Grüne MdL besuchen Häfen.

LÖRRACH (BZ). Bei einem Besuch im Dreiländereck haben sich Thomas Marwein, Sprecher für Binnenschifffahrt der Grünen Landtagsfraktion, zusammen mit Josha Frey, hiesiger Grüner Landtagsabgeordneter, über aktuelle Entwicklungen rund um die Rheinhäfen informiert.
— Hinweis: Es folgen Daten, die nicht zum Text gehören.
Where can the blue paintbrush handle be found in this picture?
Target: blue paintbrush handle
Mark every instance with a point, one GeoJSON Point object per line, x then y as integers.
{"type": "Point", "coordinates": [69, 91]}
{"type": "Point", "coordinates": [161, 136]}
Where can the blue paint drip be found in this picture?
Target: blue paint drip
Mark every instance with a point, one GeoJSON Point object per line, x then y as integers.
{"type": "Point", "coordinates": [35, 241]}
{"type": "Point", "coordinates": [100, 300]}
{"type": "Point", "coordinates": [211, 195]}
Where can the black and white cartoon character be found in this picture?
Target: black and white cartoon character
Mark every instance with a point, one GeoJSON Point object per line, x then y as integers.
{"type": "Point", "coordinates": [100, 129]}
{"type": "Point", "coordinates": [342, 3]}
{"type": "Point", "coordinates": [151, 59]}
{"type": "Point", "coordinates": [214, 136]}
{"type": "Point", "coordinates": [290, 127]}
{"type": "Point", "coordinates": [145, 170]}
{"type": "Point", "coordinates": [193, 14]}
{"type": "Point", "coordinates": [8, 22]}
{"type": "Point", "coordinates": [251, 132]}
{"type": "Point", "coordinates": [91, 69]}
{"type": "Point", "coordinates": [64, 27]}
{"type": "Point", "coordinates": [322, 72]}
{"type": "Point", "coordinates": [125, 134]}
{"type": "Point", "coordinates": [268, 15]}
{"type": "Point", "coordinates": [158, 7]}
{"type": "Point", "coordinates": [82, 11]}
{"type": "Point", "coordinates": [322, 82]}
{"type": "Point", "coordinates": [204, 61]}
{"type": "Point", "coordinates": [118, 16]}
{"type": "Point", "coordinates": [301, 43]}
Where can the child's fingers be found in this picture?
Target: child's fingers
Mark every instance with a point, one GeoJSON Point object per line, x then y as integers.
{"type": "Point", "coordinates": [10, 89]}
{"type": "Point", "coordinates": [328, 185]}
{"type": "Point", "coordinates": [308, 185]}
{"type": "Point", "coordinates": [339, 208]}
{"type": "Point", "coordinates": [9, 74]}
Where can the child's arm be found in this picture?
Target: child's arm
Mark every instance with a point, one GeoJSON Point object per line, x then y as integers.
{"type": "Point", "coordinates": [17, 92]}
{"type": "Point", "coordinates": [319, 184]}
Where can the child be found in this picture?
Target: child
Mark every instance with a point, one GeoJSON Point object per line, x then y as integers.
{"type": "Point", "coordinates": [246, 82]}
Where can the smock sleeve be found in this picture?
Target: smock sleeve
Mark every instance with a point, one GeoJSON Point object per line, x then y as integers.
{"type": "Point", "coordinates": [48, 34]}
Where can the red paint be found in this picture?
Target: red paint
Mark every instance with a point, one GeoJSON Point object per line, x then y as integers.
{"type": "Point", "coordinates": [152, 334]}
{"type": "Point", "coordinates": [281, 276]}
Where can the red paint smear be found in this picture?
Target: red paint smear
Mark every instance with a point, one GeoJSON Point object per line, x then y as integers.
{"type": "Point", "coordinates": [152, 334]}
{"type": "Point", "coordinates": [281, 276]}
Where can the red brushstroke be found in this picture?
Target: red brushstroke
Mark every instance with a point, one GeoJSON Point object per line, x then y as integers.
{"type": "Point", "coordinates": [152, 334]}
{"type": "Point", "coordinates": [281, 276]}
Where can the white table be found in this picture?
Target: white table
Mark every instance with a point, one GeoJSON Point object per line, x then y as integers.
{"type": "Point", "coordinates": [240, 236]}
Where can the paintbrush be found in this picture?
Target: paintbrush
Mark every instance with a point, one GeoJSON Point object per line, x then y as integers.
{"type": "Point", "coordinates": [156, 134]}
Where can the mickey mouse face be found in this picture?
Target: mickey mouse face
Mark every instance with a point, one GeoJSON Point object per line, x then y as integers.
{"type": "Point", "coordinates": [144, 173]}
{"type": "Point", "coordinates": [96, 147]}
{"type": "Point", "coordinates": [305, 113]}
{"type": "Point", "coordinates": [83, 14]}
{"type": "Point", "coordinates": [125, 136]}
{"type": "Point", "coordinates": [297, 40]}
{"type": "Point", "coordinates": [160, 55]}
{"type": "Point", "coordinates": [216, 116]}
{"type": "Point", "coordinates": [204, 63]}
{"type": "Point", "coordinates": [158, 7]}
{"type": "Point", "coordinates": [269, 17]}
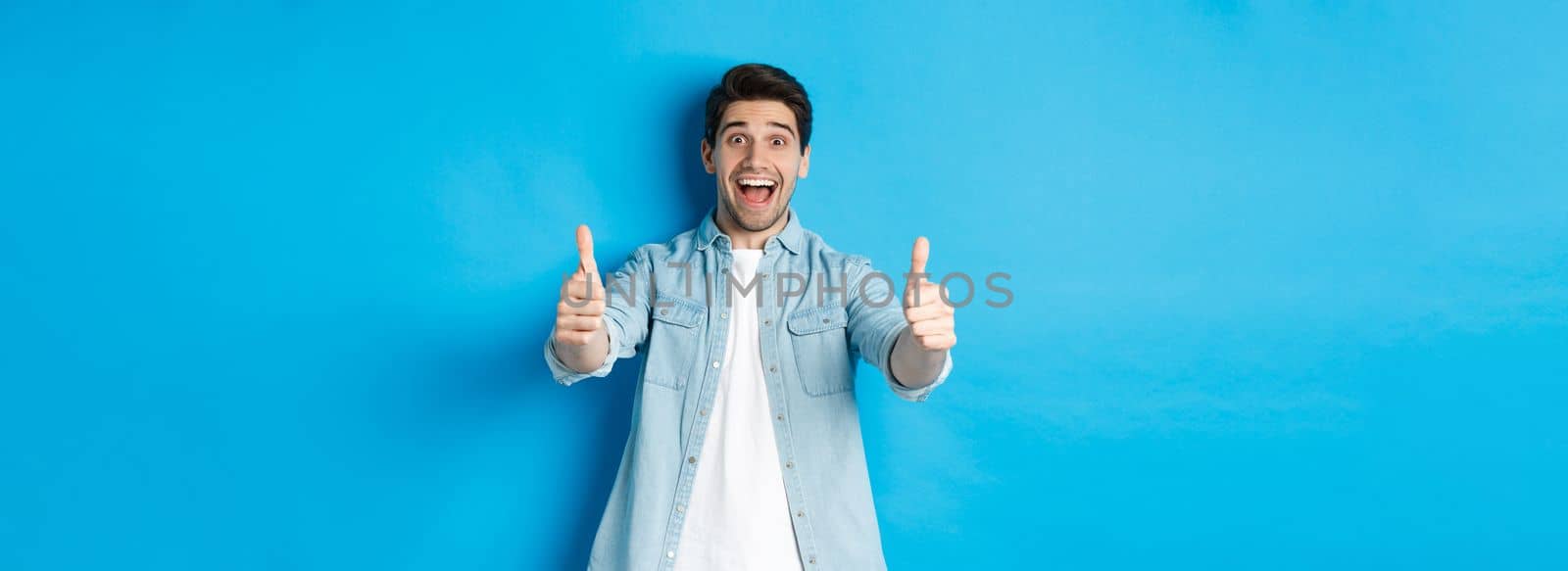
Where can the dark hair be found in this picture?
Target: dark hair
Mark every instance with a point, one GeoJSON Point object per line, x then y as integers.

Wie Simon Oberbeck, Verantwortlicher der Schweizer Rheinhäfen für Kommunikation und Verkehrspolitik, erläuterte, werden über die drei Standorte Basel, Muttenz und Birsfelden rund sechs Millionen Tonnen Güter umgeschlagen und zwölf Prozent aller Schweizer Importe abgewickelt werden. Bereits heute läuft mehr als 60 Prozent der Güterzu- und -abfuhr über die Bahn. Dieses Potenzial soll durch den Bau eines weiteren Hafenbeckens weiterentwickelt werden. Erste Schritte sind durch einen Flächentausch mit der Deutschen Bahn und der Zusage der Förderung der ersten Etappe durch das Schweizer Bundesamts für Verkehr erfolgt. Als Verkehrspolitiker begrüßt Marwein die damit verbundene Stärkung des Schiff- und Bahnverkehrs: "Schiff und Bahn sind mit Abstand die umweltfreundlichsten Verkehrsformen." Dabei zeigten die jüngsten Ereignisse auf der Schiene und im Hafen, dass bei Sicherheitsfragen keine Kompromisse gemacht werden dürfen, ergänzte Frey.
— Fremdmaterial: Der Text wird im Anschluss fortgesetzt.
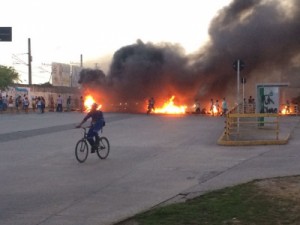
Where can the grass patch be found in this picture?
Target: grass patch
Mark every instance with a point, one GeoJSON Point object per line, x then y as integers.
{"type": "Point", "coordinates": [242, 204]}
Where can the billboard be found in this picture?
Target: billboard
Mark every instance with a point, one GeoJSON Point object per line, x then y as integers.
{"type": "Point", "coordinates": [75, 75]}
{"type": "Point", "coordinates": [5, 33]}
{"type": "Point", "coordinates": [61, 74]}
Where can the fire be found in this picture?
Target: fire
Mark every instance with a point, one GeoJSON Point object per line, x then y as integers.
{"type": "Point", "coordinates": [88, 102]}
{"type": "Point", "coordinates": [284, 111]}
{"type": "Point", "coordinates": [170, 108]}
{"type": "Point", "coordinates": [215, 110]}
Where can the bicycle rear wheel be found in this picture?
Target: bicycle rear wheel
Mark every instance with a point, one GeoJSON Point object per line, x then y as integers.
{"type": "Point", "coordinates": [81, 151]}
{"type": "Point", "coordinates": [104, 147]}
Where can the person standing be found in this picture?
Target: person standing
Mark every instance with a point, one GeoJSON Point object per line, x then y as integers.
{"type": "Point", "coordinates": [59, 104]}
{"type": "Point", "coordinates": [11, 104]}
{"type": "Point", "coordinates": [224, 107]}
{"type": "Point", "coordinates": [96, 125]}
{"type": "Point", "coordinates": [212, 107]}
{"type": "Point", "coordinates": [69, 104]}
{"type": "Point", "coordinates": [81, 104]}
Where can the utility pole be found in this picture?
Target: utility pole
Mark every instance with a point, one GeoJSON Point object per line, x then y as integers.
{"type": "Point", "coordinates": [29, 63]}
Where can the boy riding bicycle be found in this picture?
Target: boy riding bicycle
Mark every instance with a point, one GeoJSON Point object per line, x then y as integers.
{"type": "Point", "coordinates": [96, 125]}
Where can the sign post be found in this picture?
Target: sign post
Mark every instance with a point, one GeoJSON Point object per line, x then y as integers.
{"type": "Point", "coordinates": [238, 65]}
{"type": "Point", "coordinates": [5, 34]}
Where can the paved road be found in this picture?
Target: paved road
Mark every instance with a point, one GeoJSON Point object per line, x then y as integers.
{"type": "Point", "coordinates": [154, 160]}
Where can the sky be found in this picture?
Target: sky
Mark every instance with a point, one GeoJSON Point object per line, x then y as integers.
{"type": "Point", "coordinates": [63, 30]}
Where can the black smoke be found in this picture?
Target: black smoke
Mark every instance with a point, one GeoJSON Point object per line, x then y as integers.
{"type": "Point", "coordinates": [263, 33]}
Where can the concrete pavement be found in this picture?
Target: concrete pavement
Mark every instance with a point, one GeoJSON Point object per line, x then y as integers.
{"type": "Point", "coordinates": [154, 160]}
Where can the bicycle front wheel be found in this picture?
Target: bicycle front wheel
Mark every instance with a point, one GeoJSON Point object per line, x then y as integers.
{"type": "Point", "coordinates": [81, 151]}
{"type": "Point", "coordinates": [103, 149]}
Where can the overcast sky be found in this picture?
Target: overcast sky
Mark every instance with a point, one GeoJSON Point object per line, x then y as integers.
{"type": "Point", "coordinates": [62, 30]}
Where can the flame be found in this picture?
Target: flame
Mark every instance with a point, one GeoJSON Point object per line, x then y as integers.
{"type": "Point", "coordinates": [215, 110]}
{"type": "Point", "coordinates": [284, 111]}
{"type": "Point", "coordinates": [170, 108]}
{"type": "Point", "coordinates": [88, 102]}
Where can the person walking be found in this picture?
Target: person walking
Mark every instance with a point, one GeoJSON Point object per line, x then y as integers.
{"type": "Point", "coordinates": [11, 104]}
{"type": "Point", "coordinates": [224, 107]}
{"type": "Point", "coordinates": [59, 104]}
{"type": "Point", "coordinates": [69, 104]}
{"type": "Point", "coordinates": [96, 125]}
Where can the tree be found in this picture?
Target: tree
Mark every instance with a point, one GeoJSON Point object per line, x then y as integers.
{"type": "Point", "coordinates": [8, 76]}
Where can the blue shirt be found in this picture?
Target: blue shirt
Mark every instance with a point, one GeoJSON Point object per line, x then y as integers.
{"type": "Point", "coordinates": [96, 116]}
Dass bei einem so engen Ballungsraum eine grenzüberschreitende Planung und Koordination notwendig ist, wird nicht nur bei der Hafenerweiterung deutlich. Auch stadtplanerisch sind die Gebietskörperschaften im Raumkonzept 3Land zusammengewachsen. Besonders anschaulich werde dies an der Planungsvereinbarung, die bis 2020 gilt. Dabei sollen unter anderem mit einem Verkehrskonzept im trinationalen Planungsgebiet rund um das Dreiländereck, neue Brücken entstehen und eine Priorität auf den Fahrrad- und öffentlichen Verkehr gesetzt werden. Josha Frey, als europapolitischer Sprecher, freut sich, dass sich hier grenzüberschreitendes Denken durchgesetzt hat: "Im Dreiländereck wird nicht mehr Rücken an Rücken, sondern mit Blick zueinander über Grenzen hinweg geplant wird." Hier werde der Mehrwert einer grenzüberschreitenden Zusammenarbeit sichtbar. Sie ermögliche, dass sich Grenzgebiete zu blühenden Zentren weiterentwickeln.